If there are no large pipes and no valves the number of possible leak sites is cut.
Some small reactor designs make very strong claims for improved safety based on their low power density and passive means of removing core heat after shutdown.
These claims have yet to be tested by the challenges from an experienced nuclear safety regulator.
In the Chinese design for the floating plant, the reactor and turbines are mounted deep inside a sea-going large barge.
All the safety systems found in a land-based power plant are included, including importantly a leak-proof reactor containment around the nuclear systems,
While the barge can provide similar safety systems there many are questions whether these reactors will be safe on the seas.

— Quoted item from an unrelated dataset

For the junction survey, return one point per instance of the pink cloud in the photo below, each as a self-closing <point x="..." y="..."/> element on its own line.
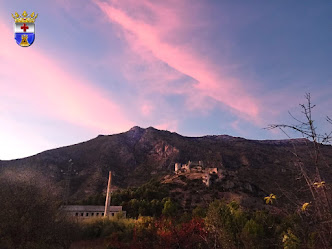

They will be exposed to the vagaries and the uncertainties known by seafarers and to extreme storms and waves – sinking of the barge is a possibility.

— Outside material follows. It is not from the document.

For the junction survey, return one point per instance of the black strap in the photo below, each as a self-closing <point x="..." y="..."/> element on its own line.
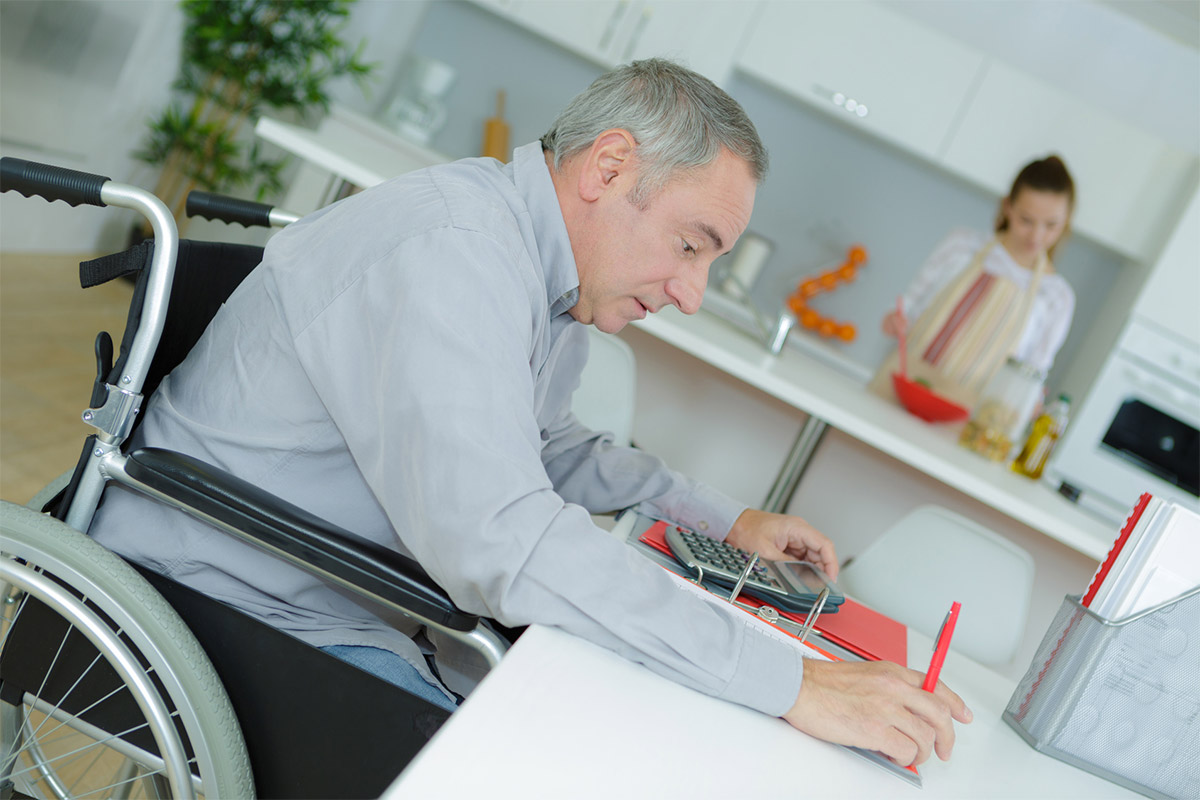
<point x="106" y="268"/>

Also, it could be harder to protect seaborne reactors – opposed to their land-based counterparts – from external threats such as the loss of off-site power or a terrorist attack.
Maintenance, key to safe operation, will be much more difficult in remote locations. These are new and different hazards from those considered for land-based reactors.
The crucial issues of flooding for nuclear reactors and the loss of power required for cooling were highlighted by the accident at Fukushima.
While the Chinese regulators may use the same safety standards as elsewhere in the world, their process is not sufficiently transparent for outsiders to be clear whether, or not, these novel floating nuclear power plants can be made as safe as modern land-based reactors.